From: Martin Schwidefsky <[email protected]>
In order to change the layout of the page tables after an mmap has
crossed the adress space limit of the current page table layout a
architecture hook in get_unmapped_area is needed. The arguments
are the address of the new mapping and the length of it.
Cc: Benjamin Herrenschmidt <[email protected]>
Signed-off-by: Martin Schwidefsky <[email protected]>
---
mm/mmap.c | 6 +++++-
1 file changed, 5 insertions(+), 1 deletion(-)

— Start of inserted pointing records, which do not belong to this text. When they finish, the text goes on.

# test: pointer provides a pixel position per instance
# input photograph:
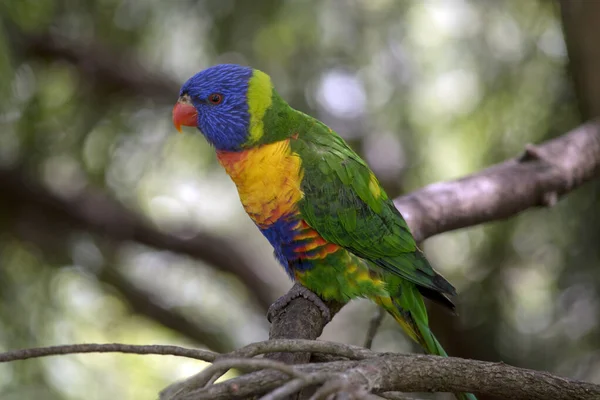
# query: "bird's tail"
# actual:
(409, 311)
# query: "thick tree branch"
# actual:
(106, 70)
(369, 372)
(143, 303)
(539, 177)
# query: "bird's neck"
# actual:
(279, 122)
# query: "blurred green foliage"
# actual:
(426, 91)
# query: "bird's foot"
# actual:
(298, 291)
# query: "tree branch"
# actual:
(379, 373)
(99, 213)
(539, 177)
(25, 354)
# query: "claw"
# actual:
(298, 291)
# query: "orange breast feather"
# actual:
(267, 178)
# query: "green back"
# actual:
(345, 203)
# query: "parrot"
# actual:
(331, 224)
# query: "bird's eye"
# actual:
(215, 98)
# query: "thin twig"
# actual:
(24, 354)
(304, 346)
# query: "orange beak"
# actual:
(184, 114)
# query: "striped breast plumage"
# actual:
(268, 179)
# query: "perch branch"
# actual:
(25, 354)
(539, 177)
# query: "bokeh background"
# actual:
(113, 228)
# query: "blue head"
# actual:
(219, 96)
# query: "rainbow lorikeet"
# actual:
(333, 227)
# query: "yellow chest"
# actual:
(268, 180)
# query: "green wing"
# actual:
(345, 203)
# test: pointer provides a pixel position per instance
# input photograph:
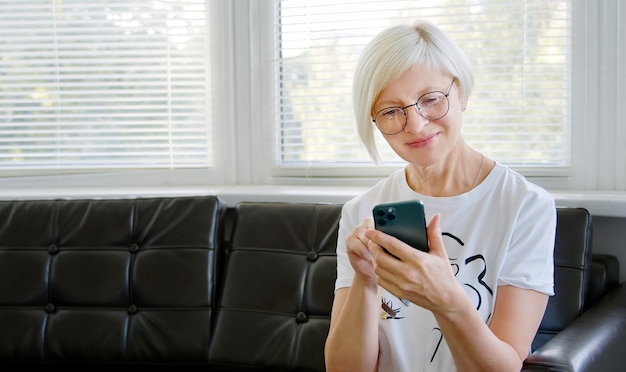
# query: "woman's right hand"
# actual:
(359, 255)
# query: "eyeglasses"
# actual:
(431, 106)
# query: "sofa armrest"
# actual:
(593, 342)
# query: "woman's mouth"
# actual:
(424, 141)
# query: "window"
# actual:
(177, 93)
(519, 112)
(90, 86)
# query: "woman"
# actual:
(474, 301)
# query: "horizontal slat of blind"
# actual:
(518, 112)
(107, 84)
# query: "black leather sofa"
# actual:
(189, 283)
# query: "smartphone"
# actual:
(405, 220)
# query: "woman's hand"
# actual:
(358, 252)
(426, 279)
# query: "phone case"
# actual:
(405, 220)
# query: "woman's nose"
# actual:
(414, 120)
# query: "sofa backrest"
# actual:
(108, 280)
(572, 263)
(274, 308)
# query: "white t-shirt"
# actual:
(499, 233)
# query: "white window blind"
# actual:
(109, 84)
(518, 114)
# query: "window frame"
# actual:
(590, 22)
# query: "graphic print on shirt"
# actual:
(388, 311)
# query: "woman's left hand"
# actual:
(424, 278)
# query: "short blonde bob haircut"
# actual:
(393, 51)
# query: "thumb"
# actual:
(435, 239)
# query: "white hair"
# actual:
(392, 52)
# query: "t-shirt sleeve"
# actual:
(530, 259)
(347, 223)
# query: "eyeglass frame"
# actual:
(406, 117)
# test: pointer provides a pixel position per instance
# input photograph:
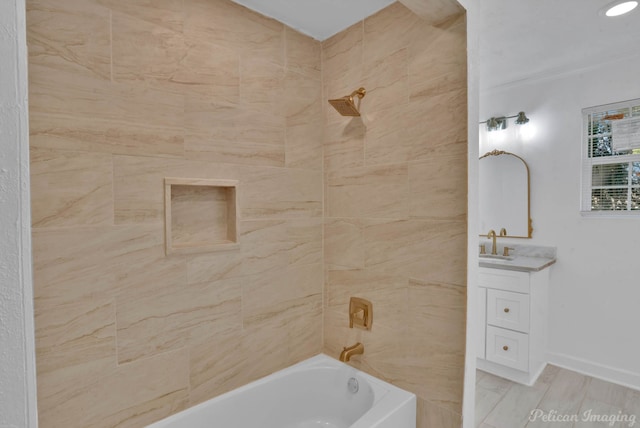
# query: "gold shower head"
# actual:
(346, 106)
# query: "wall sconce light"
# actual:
(499, 123)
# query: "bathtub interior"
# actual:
(314, 393)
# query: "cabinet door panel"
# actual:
(482, 322)
(508, 348)
(507, 280)
(508, 310)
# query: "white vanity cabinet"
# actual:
(513, 318)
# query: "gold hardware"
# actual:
(360, 313)
(492, 234)
(346, 106)
(350, 351)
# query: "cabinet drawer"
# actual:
(507, 280)
(507, 309)
(508, 348)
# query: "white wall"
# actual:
(473, 100)
(595, 285)
(17, 357)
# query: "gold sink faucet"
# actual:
(350, 351)
(492, 235)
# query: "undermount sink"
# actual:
(495, 257)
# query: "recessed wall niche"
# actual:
(200, 215)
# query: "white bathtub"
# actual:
(315, 393)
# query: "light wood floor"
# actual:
(558, 394)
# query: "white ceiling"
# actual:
(523, 39)
(519, 39)
(315, 18)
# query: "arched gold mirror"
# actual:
(504, 195)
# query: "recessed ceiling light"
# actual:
(618, 8)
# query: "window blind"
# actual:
(611, 159)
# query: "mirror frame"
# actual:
(529, 220)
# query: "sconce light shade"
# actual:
(496, 123)
(521, 119)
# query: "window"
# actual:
(610, 173)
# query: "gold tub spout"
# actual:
(350, 351)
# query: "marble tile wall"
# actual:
(122, 94)
(395, 203)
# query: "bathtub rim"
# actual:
(384, 391)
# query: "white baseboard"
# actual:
(600, 371)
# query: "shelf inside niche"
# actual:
(200, 215)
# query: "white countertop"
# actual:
(524, 258)
(519, 263)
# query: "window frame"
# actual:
(587, 162)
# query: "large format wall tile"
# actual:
(115, 397)
(71, 36)
(395, 203)
(438, 62)
(169, 318)
(70, 132)
(379, 191)
(437, 188)
(78, 187)
(122, 95)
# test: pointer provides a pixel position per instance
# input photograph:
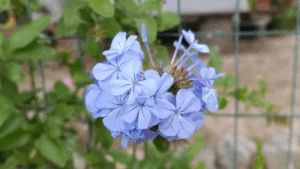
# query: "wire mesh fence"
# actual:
(237, 114)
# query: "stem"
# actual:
(146, 148)
(134, 155)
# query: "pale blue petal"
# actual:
(169, 127)
(102, 71)
(131, 113)
(186, 128)
(144, 118)
(118, 87)
(164, 108)
(167, 81)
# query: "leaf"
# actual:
(72, 14)
(161, 53)
(263, 86)
(101, 131)
(63, 30)
(33, 52)
(215, 59)
(113, 26)
(150, 25)
(15, 139)
(27, 33)
(149, 5)
(52, 150)
(92, 47)
(260, 159)
(103, 7)
(6, 109)
(120, 156)
(201, 165)
(11, 163)
(61, 90)
(167, 20)
(222, 103)
(129, 8)
(13, 71)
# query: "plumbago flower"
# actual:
(166, 100)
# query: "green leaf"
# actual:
(15, 139)
(167, 20)
(113, 26)
(128, 7)
(72, 14)
(120, 156)
(222, 103)
(92, 47)
(33, 52)
(63, 30)
(263, 86)
(103, 7)
(201, 165)
(101, 131)
(13, 71)
(161, 53)
(27, 33)
(149, 5)
(61, 90)
(260, 159)
(151, 27)
(215, 59)
(52, 150)
(94, 158)
(6, 109)
(11, 163)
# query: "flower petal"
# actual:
(118, 87)
(102, 71)
(186, 128)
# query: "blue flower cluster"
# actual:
(140, 105)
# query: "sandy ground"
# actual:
(268, 57)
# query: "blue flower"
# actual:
(114, 119)
(176, 123)
(126, 49)
(142, 112)
(91, 95)
(131, 82)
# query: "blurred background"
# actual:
(79, 31)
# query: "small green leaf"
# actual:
(128, 7)
(61, 90)
(161, 53)
(13, 71)
(92, 47)
(63, 30)
(120, 156)
(33, 52)
(102, 7)
(151, 27)
(167, 20)
(263, 86)
(27, 33)
(101, 131)
(150, 5)
(6, 109)
(215, 59)
(15, 139)
(72, 14)
(52, 150)
(113, 26)
(222, 103)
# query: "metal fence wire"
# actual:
(236, 33)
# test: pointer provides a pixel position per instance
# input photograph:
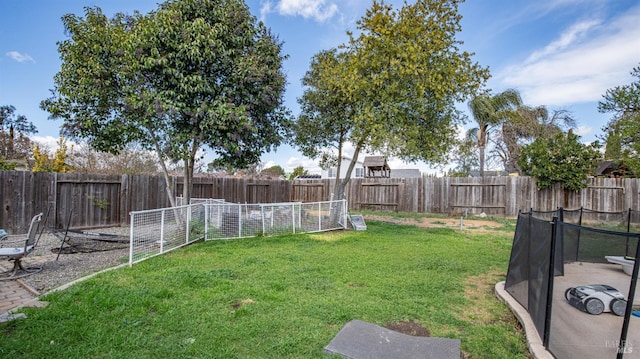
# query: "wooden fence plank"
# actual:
(101, 200)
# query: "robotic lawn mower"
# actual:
(596, 298)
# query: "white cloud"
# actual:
(265, 9)
(583, 131)
(573, 34)
(49, 143)
(580, 65)
(16, 56)
(308, 164)
(318, 10)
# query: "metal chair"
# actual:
(16, 249)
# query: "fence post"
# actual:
(262, 215)
(630, 298)
(552, 270)
(206, 220)
(320, 214)
(162, 230)
(131, 214)
(187, 228)
(239, 221)
(293, 216)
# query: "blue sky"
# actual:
(560, 53)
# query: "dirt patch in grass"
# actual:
(426, 222)
(409, 328)
(479, 292)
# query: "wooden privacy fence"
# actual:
(92, 201)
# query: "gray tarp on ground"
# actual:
(359, 340)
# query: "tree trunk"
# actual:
(481, 149)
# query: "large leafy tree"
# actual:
(390, 89)
(14, 136)
(562, 159)
(623, 130)
(189, 75)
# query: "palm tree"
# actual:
(530, 123)
(489, 111)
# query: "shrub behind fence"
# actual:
(155, 232)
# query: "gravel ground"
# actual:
(81, 256)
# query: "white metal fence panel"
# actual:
(154, 232)
(158, 231)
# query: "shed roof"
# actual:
(375, 161)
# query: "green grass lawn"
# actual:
(280, 297)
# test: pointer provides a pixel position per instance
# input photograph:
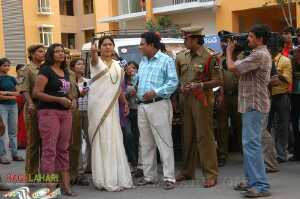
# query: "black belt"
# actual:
(157, 99)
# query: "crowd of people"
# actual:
(111, 123)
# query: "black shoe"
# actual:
(221, 162)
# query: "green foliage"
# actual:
(164, 24)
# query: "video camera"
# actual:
(241, 41)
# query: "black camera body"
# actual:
(274, 43)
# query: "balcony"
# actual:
(133, 9)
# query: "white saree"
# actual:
(110, 169)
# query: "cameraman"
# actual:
(280, 105)
(254, 104)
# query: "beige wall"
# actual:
(32, 20)
(2, 51)
(228, 18)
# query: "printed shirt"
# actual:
(284, 68)
(157, 74)
(255, 73)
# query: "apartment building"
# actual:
(132, 14)
(71, 22)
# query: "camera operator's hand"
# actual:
(230, 47)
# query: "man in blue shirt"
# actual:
(157, 79)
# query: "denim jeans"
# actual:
(279, 119)
(254, 167)
(9, 114)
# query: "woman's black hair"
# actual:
(74, 62)
(4, 60)
(32, 49)
(127, 78)
(19, 66)
(49, 58)
(103, 38)
(261, 31)
(152, 38)
(200, 39)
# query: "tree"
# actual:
(287, 14)
(164, 24)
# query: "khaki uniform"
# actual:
(198, 118)
(33, 153)
(228, 111)
(75, 143)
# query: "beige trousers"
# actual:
(155, 125)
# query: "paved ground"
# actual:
(285, 185)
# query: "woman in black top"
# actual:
(54, 115)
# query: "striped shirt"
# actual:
(157, 74)
(254, 80)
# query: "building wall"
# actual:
(228, 12)
(2, 51)
(32, 21)
(205, 18)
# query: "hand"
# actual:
(220, 101)
(149, 95)
(126, 110)
(94, 48)
(31, 108)
(73, 104)
(65, 102)
(84, 92)
(195, 86)
(132, 92)
(185, 89)
(230, 47)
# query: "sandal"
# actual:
(255, 194)
(183, 178)
(68, 193)
(241, 187)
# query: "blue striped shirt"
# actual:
(157, 74)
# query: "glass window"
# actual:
(44, 6)
(46, 36)
(88, 6)
(66, 7)
(68, 40)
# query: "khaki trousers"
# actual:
(199, 141)
(155, 125)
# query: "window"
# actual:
(66, 7)
(88, 6)
(44, 6)
(89, 34)
(46, 36)
(68, 40)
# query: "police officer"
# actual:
(28, 75)
(198, 73)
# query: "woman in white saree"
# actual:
(110, 169)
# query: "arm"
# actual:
(123, 100)
(171, 81)
(39, 93)
(286, 75)
(94, 55)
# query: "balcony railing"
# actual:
(189, 1)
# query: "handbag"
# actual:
(2, 127)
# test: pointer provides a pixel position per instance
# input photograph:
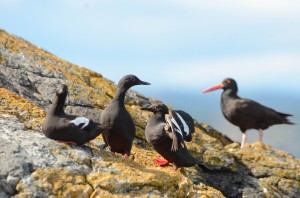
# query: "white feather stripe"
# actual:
(176, 124)
(185, 126)
(81, 120)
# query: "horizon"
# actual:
(175, 45)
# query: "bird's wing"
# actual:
(176, 133)
(260, 113)
(186, 123)
(81, 122)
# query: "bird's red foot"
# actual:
(161, 162)
(67, 142)
(125, 156)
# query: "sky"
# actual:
(179, 46)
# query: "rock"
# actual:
(35, 166)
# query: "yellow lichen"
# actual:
(28, 113)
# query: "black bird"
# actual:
(121, 131)
(167, 138)
(62, 127)
(245, 113)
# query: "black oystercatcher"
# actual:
(167, 138)
(121, 131)
(66, 128)
(245, 113)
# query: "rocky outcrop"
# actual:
(34, 166)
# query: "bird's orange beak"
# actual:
(218, 86)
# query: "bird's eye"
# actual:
(228, 81)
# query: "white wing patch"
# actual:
(176, 124)
(81, 120)
(185, 126)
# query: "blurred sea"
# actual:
(205, 108)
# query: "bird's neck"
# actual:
(159, 115)
(120, 95)
(57, 106)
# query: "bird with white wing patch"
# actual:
(166, 131)
(66, 128)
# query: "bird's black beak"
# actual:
(218, 86)
(147, 108)
(144, 83)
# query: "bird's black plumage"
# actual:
(168, 143)
(63, 127)
(121, 131)
(185, 123)
(245, 113)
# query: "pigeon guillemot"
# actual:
(245, 113)
(121, 131)
(62, 127)
(167, 138)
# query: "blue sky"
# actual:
(177, 45)
(199, 42)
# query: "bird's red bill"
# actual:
(218, 86)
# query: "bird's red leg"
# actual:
(67, 142)
(161, 162)
(244, 139)
(261, 134)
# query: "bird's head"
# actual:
(228, 83)
(131, 80)
(155, 108)
(62, 90)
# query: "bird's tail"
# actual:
(285, 117)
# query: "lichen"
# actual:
(28, 113)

Index: linux-2.6/mm/mmap.c
===================================================================
--- linux-2.6.orig/mm/mmap.c
+++ linux-2.6/mm/mmap.c
@@ -36,6 +36,10 @@
#define arch_mmap_check(addr, len, flags) (0)
#endif
+#ifndef arch_rebalance_pgtables
+#define arch_rebalance_pgtables(addr, len) (addr)
+#endif
+
static void unmap_region(struct mm_struct *mm,
struct vm_area_struct *vma, struct vm_area_struct *prev,
unsigned long start, unsigned long end);
@@ -1436,7 +1440,7 @@ get_unmapped_area(struct file *file, uns
if (addr & ~PAGE_MASK)
return -EINVAL;
- return addr;
+ return arch_rebalance_pgtables(addr, len);
}
EXPORT_SYMBOL(get_unmapped_area);
--
blue skies,
Martin.
"Reality continues to ruin my life." - Calvin.
On Tuesday 13 November 2007 01:30, [email protected] wrote:
> From: Martin Schwidefsky <[email protected]>
>
> In order to change the layout of the page tables after an mmap has
> crossed the adress space limit of the current page table layout a
> architecture hook in get_unmapped_area is needed. The arguments
> are the address of the new mapping and the length of it.
Can you comment what this is supposed to be fore somewhere?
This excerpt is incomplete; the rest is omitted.